- Half of IT spend over the next year will be devoted to people and processes rather than technology, according to 1,000 senior IT leaders surveyed for a report released Wednesday by Salesforce’s MuleSoft.
- Enhancing the employee experience and improving job satisfaction are priorities for chief technologists. Four in five of the IT leaders surveyed said their organization is investing to improve employee wellbeing, and 85% agreed that upgrading employee-facing technology is critical to future success.
- “Digital transformation is ultimately about providing better, more seamless customer experiences,” said Matt McLarty, global field CTO and VP of the Digital Transformation Office at MuleSoft. “But the same applies to employee experiences.”
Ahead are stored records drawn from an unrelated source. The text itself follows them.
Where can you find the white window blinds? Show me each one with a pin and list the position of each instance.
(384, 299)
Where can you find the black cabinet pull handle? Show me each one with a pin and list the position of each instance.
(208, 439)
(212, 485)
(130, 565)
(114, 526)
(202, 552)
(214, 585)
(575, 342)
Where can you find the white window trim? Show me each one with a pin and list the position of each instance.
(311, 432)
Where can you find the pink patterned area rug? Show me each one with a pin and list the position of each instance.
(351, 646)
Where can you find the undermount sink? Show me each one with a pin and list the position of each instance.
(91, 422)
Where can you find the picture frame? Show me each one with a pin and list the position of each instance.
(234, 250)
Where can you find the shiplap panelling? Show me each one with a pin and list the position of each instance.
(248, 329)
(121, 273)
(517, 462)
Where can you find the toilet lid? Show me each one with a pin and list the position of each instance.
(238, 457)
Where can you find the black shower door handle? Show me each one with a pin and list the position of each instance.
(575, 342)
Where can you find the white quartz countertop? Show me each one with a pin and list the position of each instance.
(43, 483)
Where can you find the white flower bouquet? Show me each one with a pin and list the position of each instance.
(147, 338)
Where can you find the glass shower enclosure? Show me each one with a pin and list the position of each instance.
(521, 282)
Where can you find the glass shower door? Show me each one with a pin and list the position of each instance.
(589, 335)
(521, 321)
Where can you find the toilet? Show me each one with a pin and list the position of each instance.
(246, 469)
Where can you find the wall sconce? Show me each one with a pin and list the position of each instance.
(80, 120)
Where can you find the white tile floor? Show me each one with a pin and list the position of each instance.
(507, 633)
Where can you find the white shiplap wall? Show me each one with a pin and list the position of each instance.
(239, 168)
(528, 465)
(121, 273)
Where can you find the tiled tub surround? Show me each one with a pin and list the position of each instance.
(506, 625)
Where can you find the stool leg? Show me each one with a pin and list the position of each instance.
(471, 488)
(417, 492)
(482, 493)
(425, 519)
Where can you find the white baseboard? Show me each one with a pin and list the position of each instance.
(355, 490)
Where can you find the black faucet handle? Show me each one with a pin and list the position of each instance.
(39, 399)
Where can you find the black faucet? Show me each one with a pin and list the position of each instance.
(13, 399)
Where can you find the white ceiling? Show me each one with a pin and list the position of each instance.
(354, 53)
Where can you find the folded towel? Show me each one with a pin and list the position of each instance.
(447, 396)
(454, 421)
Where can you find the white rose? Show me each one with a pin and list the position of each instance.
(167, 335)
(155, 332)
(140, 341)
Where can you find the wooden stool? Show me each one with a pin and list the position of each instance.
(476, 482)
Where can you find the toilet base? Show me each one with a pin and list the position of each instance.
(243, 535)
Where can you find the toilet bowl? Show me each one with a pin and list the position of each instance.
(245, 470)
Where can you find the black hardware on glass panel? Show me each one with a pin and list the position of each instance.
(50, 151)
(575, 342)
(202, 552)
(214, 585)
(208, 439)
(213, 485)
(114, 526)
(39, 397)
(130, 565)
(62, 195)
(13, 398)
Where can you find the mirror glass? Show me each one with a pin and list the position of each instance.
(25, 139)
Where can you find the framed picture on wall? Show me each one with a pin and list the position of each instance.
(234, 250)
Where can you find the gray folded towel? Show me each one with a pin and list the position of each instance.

The role of the IT leader is evolving to accommodate changes in business strategy. With modernization high on the business agenda, recruiting, retaining and developing a robust tech workforce isn’t just an HR concern — it’s a top-line priority for enterprise IT leaders.
A deep and, to date, recession-proof demand for IT workers, coupled with a comparably shallow pool of available tech talent, has many companies straining to fill open tech positions. The knowledge gaps that accompany workforce attrition complicate an already difficult hiring situation.
Nearly all IT leaders surveyed by MuleSoft — 99% in the U.S., 97% globally — said the Great Resignation has created skills gaps in their companies, specifically in the areas of IT architecture, cloud and infrastructure management, and network and systems integration.
Companies are addressing these problems in a number of ways, according to the report. Nearly 60% of organizations are automating tasks and processes, while 53% use technologies that let non-technical employees meet their own needs.
Many organizations are broadening their recruitment efforts. Four in five IT leaders surveyed said they widened recruitment criteria and were looking to non-traditional talent sources, including veterans and career changers.
“The hardest problems are never technology problems,” McLarty said.
Solutions to the current talent crunch may not be entirely technical, but they do fall largely to chief technologists.
“If all roads lead back to a specialized group of developers who are at risk of the attrition we’re seeing, then you need to diversify, which means getting more people involved,” said McLarty.